CHS reported here on the Valentine’s Day deadline, the latest for the ongoing extension of the moratorium. Local governments have begun lifting the bans across the country as some $46 billion in federal emergency rental assistance has trickled into state and local programs to help renters behind on payments.

In Seattle, the estimate in mid 2021 was 60,000 currently behind on rent. More recent estimates put that number closer to 100,000.

In December, 96,000 Seattle-area renters said they were behind on rent, according to a Census Bureau survey.

In addition to residents struggling to keep up with rent payments are dozens of businesses across Capitol Hill that have not been paying landlords through the pandemic. The lifting of the restriction will likely bring a ripple of closures for some of these cases where agreements cannot be pounded out.

In Seattle, laws have been put in place to help protect tenants once the eviction restrictions are lifted including ordinances requiring payment plan options for late rent during or within six months after the city’s COVID-19 state of emergency ends, a “financial hardship” defense for eviction court proceedings, a ban on eviction during winter months, and a ban on evictions during the school year for families and teachers. Some local efforts, meanwhile, are channeling relief funding direct to landlords.

District 3 representative Kshama Sawant has said the ban should continue, calling on the restrictions to remain in place “through to the end of the COVID public health emergency.”
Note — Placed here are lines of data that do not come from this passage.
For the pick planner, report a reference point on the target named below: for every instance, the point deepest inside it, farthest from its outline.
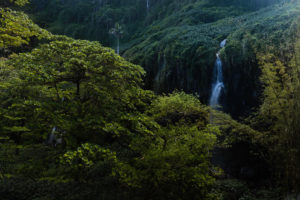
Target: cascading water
(218, 84)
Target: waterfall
(218, 84)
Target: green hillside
(149, 99)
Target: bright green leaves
(17, 29)
(174, 160)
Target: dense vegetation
(78, 121)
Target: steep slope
(183, 56)
(176, 41)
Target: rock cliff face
(177, 41)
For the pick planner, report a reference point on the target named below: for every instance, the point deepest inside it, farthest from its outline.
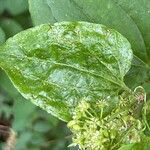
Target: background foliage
(34, 127)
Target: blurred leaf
(2, 36)
(92, 11)
(54, 69)
(10, 27)
(23, 141)
(16, 7)
(2, 6)
(139, 11)
(42, 126)
(40, 12)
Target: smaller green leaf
(16, 7)
(10, 27)
(37, 9)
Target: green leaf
(56, 66)
(10, 27)
(2, 36)
(40, 12)
(139, 11)
(136, 146)
(92, 11)
(130, 18)
(2, 6)
(16, 7)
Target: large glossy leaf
(130, 18)
(106, 12)
(58, 66)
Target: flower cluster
(93, 131)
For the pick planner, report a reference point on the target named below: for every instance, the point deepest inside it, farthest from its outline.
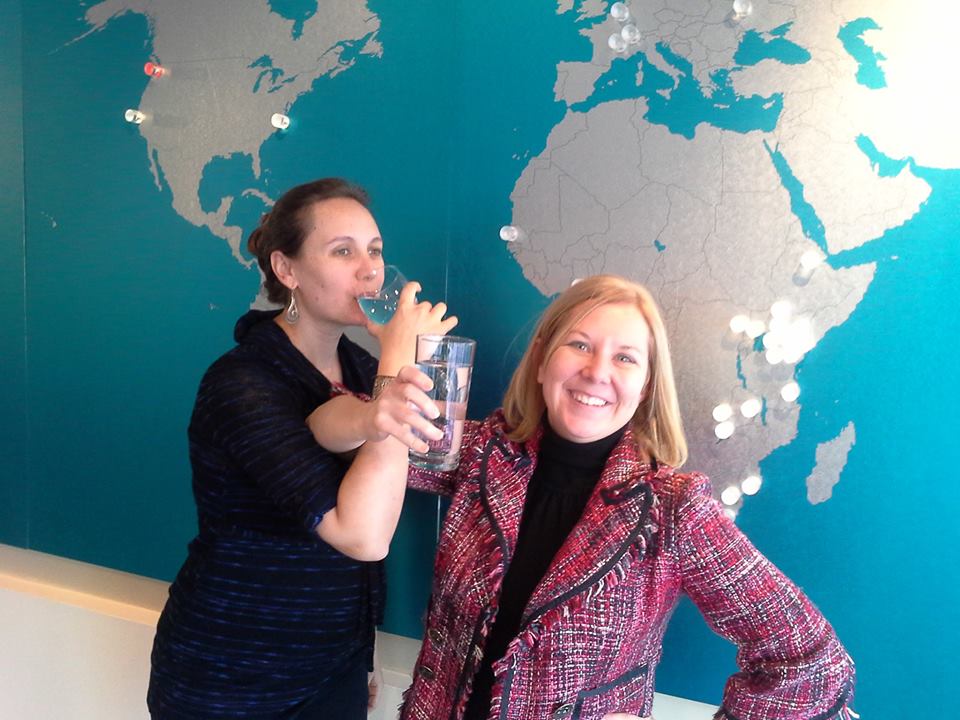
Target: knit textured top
(263, 612)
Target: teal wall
(116, 305)
(14, 488)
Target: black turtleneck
(564, 478)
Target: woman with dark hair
(571, 536)
(272, 615)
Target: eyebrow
(584, 335)
(350, 238)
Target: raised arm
(792, 666)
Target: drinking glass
(381, 305)
(448, 361)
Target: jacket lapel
(617, 513)
(505, 471)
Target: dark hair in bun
(284, 229)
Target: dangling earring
(293, 312)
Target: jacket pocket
(628, 693)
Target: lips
(587, 399)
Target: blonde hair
(657, 425)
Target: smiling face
(595, 379)
(341, 258)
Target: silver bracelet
(380, 383)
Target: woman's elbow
(369, 551)
(363, 547)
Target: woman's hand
(398, 338)
(403, 407)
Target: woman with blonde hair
(571, 536)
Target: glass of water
(448, 360)
(381, 305)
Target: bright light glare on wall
(509, 233)
(730, 495)
(619, 12)
(751, 485)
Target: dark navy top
(263, 612)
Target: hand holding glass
(448, 361)
(380, 306)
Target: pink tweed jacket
(591, 635)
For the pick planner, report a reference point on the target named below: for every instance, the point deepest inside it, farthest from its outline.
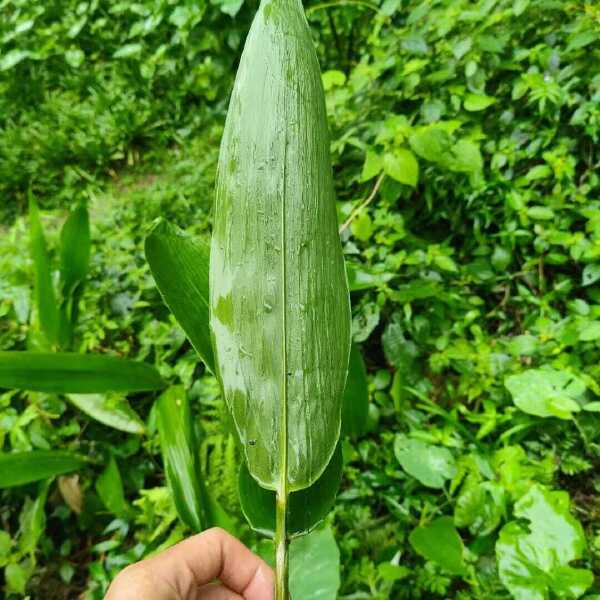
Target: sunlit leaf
(69, 372)
(179, 265)
(19, 468)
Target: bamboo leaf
(72, 373)
(355, 407)
(109, 486)
(306, 507)
(74, 266)
(74, 249)
(180, 269)
(111, 409)
(280, 313)
(19, 468)
(45, 298)
(195, 507)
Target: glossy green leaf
(19, 468)
(315, 566)
(109, 487)
(181, 461)
(32, 520)
(431, 465)
(355, 406)
(179, 265)
(546, 392)
(111, 409)
(45, 298)
(69, 372)
(477, 102)
(74, 249)
(533, 558)
(440, 543)
(402, 166)
(74, 265)
(280, 312)
(305, 508)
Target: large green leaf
(109, 486)
(534, 559)
(195, 507)
(355, 407)
(439, 542)
(19, 468)
(180, 268)
(546, 392)
(47, 307)
(111, 409)
(280, 312)
(69, 372)
(315, 566)
(305, 508)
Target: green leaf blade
(72, 373)
(20, 468)
(280, 313)
(180, 269)
(306, 508)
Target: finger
(214, 554)
(216, 592)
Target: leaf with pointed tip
(279, 302)
(355, 407)
(72, 373)
(179, 265)
(74, 249)
(110, 409)
(19, 468)
(45, 298)
(194, 505)
(305, 508)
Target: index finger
(214, 554)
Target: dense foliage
(471, 128)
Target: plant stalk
(281, 547)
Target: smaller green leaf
(19, 468)
(431, 143)
(546, 392)
(431, 465)
(109, 487)
(111, 409)
(402, 166)
(533, 560)
(181, 460)
(47, 307)
(180, 268)
(373, 165)
(477, 102)
(440, 543)
(315, 566)
(69, 372)
(355, 404)
(74, 249)
(305, 508)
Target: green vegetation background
(474, 128)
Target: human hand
(187, 571)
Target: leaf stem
(281, 548)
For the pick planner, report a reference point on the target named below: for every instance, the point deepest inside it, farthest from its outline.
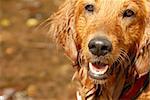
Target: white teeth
(98, 71)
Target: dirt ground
(31, 66)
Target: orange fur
(72, 27)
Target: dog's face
(109, 32)
(106, 33)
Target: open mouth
(99, 71)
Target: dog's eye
(89, 7)
(128, 13)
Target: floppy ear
(143, 60)
(62, 28)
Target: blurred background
(31, 66)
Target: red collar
(136, 89)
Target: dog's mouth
(99, 71)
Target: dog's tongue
(98, 69)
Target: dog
(108, 42)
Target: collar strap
(137, 88)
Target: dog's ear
(143, 61)
(62, 28)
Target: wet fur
(72, 28)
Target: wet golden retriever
(108, 42)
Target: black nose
(100, 46)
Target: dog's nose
(100, 46)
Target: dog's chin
(100, 73)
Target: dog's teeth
(98, 71)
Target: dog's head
(106, 33)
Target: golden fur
(72, 27)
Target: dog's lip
(98, 69)
(98, 72)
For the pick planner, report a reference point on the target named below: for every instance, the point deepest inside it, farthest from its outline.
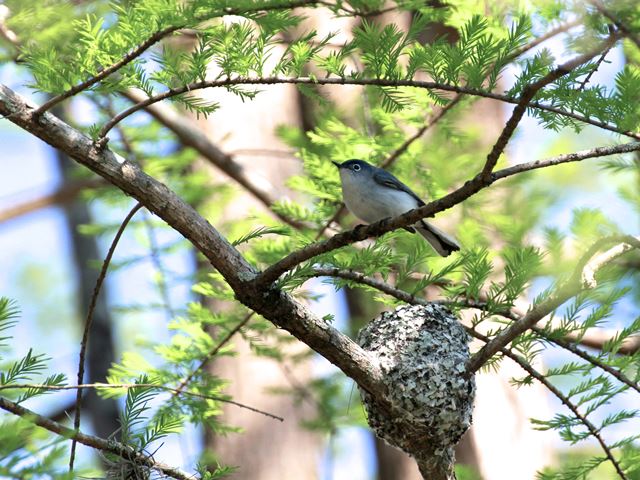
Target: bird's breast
(371, 202)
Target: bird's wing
(384, 178)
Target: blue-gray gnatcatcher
(371, 194)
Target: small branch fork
(117, 448)
(593, 430)
(582, 278)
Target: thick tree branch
(567, 342)
(278, 307)
(124, 451)
(88, 322)
(471, 187)
(155, 38)
(563, 293)
(350, 81)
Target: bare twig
(567, 158)
(622, 26)
(128, 58)
(571, 347)
(435, 118)
(277, 306)
(155, 386)
(88, 322)
(597, 340)
(124, 451)
(155, 38)
(213, 353)
(529, 92)
(595, 68)
(404, 296)
(65, 193)
(546, 36)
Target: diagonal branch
(277, 306)
(235, 81)
(152, 40)
(190, 136)
(563, 293)
(89, 320)
(128, 58)
(593, 430)
(471, 187)
(111, 446)
(529, 93)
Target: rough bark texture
(422, 351)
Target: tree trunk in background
(258, 451)
(101, 352)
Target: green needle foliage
(512, 250)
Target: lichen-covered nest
(422, 352)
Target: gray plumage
(371, 194)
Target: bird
(372, 194)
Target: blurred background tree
(255, 162)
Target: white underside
(371, 202)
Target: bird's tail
(442, 243)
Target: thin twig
(387, 162)
(67, 192)
(563, 293)
(593, 430)
(128, 58)
(595, 68)
(623, 27)
(191, 136)
(89, 321)
(124, 451)
(152, 40)
(569, 346)
(469, 303)
(529, 92)
(213, 353)
(175, 391)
UPDATE 1:07 PM: Monday afternoon, Sawant announced her office will introduce legislation in an attempt to extend the ban. In the announcement, Sawant offered no details of what her legislation will entail and how it would overcome the mayor’s plan to allow the executive-ordered restrictions to end. In 2020, Sawant’s legislation banning evictions during Seattle’s winter months was passed by the council and was allowed to become law by then Mayor Jenny Durkan who opposed the moratorium but chose not to launch a veto fight with the council over the matter.

Harrell’s office said it is continuing to analyze the situation and “evaluate data, improve existing efforts, and seek additional solutions” heading into the lifting of the ban.

“With COVID cases steadily declining, the time has come for the City to move on from the broad approach of the eviction moratoria and instead drive more deliberate and focused efforts to support those most in need,” Harrell said in the announcement.